According to the Open Doors World Watch List 2025, more than 380 million Christians around the world now face high levels of persecution. In the past year alone, 4,476 were murdered for their faith, over 7,600 churches or Christian properties were attacked, and 209,771 Christians were forcibly displaced from their homes. These are not just numbers. These are pastors, children, elderly grandmothers, and entire families targeted simply because they belong to Jesus Christ.
In Nigeria, just days ago, extremists massacred nearly 200 Christians in a marketplace run by a local church. The attackers opened fire while chanting religious slogans, killing men, women, and children without hesitation. In Myanmar, believers are being pushed from their villages as military forces destroy churches and occupy Christian towns. Some flee into jungles with nothing but the clothes on their backs. In Algeria, the government continues to shut down churches and prosecute pastors for sharing their faith.
Persecution comes in many forms. Sometimes it’s a bomb or a bullet. Other times, it’s a police raid, a courtroom ruling, or a neighbor’s quiet threat. In some countries, the government does the work. In others, the community itself becomes the enforcer of intolerance. Either way, the result is the same. Christians are forced to hide, run, or suffer for the very same faith we proclaim openly on Sundays and every other day of the week.

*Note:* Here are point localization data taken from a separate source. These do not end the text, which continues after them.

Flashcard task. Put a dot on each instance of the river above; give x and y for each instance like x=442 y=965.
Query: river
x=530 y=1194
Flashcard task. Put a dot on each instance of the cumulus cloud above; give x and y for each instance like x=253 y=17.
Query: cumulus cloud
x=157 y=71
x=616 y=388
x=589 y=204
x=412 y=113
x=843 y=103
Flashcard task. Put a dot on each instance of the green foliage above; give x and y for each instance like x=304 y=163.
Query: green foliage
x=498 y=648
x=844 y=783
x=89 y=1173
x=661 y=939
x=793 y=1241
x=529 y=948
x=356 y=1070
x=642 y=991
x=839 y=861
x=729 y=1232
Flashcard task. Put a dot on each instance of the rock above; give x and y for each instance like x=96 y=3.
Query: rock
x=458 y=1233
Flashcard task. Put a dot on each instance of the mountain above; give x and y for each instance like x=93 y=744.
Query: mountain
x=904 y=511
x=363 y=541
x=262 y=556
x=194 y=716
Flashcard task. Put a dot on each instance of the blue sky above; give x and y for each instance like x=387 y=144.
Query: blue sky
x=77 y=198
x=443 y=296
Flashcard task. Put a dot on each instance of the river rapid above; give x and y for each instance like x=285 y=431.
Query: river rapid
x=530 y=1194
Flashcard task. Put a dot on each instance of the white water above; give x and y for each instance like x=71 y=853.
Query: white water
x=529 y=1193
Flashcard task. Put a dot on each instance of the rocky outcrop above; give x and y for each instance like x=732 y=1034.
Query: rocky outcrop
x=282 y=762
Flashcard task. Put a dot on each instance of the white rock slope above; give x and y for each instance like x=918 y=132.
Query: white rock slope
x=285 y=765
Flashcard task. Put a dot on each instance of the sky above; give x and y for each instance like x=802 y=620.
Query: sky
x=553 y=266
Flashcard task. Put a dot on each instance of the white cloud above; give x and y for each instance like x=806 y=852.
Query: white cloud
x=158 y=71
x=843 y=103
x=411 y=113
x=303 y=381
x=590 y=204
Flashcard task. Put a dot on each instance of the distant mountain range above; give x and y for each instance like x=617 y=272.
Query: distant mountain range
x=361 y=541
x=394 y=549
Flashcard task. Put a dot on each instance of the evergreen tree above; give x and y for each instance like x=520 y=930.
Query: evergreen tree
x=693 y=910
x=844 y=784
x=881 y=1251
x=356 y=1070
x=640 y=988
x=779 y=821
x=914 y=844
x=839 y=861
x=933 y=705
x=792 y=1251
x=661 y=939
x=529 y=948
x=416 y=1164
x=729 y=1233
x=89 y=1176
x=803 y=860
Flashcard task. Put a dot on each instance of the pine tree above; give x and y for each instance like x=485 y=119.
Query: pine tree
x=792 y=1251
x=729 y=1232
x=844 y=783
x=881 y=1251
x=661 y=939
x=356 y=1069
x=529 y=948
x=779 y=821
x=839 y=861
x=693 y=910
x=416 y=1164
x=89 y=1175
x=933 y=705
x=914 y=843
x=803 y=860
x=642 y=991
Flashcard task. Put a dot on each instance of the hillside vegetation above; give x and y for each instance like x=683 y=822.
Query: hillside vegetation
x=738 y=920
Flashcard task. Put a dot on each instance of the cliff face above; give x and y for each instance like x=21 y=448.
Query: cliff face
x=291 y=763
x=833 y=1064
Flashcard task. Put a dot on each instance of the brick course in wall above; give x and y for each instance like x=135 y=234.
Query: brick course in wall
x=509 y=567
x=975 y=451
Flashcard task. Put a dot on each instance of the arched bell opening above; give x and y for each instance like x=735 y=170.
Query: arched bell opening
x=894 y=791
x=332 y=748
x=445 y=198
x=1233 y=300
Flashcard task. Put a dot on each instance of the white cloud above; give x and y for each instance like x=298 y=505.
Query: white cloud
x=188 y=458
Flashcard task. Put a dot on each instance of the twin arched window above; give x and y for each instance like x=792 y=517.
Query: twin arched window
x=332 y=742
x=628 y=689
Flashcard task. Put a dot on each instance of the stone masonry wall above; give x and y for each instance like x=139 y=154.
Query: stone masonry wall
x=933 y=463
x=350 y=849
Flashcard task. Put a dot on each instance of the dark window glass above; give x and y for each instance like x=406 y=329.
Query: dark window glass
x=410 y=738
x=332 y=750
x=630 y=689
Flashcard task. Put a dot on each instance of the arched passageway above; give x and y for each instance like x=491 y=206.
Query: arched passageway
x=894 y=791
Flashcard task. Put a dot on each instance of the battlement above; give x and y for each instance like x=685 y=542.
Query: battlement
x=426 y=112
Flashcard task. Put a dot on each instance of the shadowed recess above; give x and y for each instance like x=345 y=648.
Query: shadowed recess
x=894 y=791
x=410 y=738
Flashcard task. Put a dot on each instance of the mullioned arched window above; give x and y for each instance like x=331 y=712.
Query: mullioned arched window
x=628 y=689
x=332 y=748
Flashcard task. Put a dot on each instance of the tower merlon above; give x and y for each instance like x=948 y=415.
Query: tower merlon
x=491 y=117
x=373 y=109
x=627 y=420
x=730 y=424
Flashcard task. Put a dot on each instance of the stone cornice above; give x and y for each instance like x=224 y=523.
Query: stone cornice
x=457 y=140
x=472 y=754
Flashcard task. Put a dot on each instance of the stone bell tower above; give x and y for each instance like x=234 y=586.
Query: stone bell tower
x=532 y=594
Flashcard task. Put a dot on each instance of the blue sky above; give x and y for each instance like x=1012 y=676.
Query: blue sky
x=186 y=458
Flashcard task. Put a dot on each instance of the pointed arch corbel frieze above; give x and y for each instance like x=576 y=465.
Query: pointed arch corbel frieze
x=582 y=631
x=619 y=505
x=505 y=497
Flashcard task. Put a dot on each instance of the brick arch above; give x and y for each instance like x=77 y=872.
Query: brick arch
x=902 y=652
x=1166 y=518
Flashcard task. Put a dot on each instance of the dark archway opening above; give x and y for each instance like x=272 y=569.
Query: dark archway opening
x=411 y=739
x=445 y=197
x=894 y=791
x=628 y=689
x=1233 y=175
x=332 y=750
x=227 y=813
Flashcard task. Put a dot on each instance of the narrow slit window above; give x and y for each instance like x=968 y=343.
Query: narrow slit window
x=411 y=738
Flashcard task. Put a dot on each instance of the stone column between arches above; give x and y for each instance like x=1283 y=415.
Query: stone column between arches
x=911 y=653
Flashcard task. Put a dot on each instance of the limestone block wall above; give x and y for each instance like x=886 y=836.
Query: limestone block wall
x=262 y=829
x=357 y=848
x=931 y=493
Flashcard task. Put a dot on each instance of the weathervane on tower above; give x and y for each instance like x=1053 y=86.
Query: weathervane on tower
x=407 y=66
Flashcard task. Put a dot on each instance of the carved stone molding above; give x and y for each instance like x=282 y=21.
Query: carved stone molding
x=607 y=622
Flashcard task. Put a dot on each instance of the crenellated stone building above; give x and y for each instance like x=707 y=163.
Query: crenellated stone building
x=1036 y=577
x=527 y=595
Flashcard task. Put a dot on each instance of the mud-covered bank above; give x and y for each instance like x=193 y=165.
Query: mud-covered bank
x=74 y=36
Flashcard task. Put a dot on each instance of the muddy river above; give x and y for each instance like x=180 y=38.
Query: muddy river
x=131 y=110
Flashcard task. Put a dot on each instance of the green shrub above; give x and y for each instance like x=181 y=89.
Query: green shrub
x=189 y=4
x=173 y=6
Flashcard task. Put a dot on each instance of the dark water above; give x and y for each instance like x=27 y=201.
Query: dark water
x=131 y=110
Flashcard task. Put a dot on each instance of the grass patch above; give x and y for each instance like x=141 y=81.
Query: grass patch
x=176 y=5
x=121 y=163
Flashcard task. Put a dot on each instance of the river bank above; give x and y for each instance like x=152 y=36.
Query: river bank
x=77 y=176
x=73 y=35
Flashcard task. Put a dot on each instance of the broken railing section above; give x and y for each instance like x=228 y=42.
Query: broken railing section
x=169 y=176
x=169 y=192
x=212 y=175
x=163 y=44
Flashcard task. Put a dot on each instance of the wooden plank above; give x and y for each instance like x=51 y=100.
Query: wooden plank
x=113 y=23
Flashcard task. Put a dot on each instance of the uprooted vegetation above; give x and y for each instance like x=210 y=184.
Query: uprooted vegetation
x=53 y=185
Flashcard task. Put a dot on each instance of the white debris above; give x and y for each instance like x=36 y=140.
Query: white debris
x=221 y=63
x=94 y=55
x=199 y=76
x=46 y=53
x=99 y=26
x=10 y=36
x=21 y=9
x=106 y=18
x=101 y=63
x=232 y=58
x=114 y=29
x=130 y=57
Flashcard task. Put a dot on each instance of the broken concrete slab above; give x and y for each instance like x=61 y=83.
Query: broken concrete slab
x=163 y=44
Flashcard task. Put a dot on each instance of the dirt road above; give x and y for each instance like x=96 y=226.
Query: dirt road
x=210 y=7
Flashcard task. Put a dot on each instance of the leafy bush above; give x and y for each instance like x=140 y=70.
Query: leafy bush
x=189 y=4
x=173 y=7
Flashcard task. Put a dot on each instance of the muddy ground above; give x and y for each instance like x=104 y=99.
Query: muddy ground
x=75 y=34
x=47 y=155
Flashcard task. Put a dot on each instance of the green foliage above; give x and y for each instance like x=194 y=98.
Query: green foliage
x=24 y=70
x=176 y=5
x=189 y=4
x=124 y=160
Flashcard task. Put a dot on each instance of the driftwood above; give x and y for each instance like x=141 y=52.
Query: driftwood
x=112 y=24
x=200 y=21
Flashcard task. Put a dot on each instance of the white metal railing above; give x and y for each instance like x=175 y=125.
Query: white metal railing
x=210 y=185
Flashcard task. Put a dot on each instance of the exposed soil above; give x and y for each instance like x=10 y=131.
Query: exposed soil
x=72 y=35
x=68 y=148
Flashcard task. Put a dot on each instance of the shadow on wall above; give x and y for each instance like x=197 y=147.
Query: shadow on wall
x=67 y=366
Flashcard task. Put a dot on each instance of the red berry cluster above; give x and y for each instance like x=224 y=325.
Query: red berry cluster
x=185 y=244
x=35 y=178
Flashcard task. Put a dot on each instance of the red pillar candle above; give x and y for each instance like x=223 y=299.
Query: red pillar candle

These warnings from abroad are a reminder that freedom is fragile. Without watchfulness, the same hostility we see abroad can creep into our own systems, dressed in legal language and cultural pressure. That is why every Christian voter must stay engaged. Local school board elections. Statewide judicial races. Federal elections. These all matter deeply.
The Fourth of July reminds us that liberty can be won. However, the persecuted church reminds us that it can also be lost without faithful men and women who take their faith everywhere, even into the voting booth.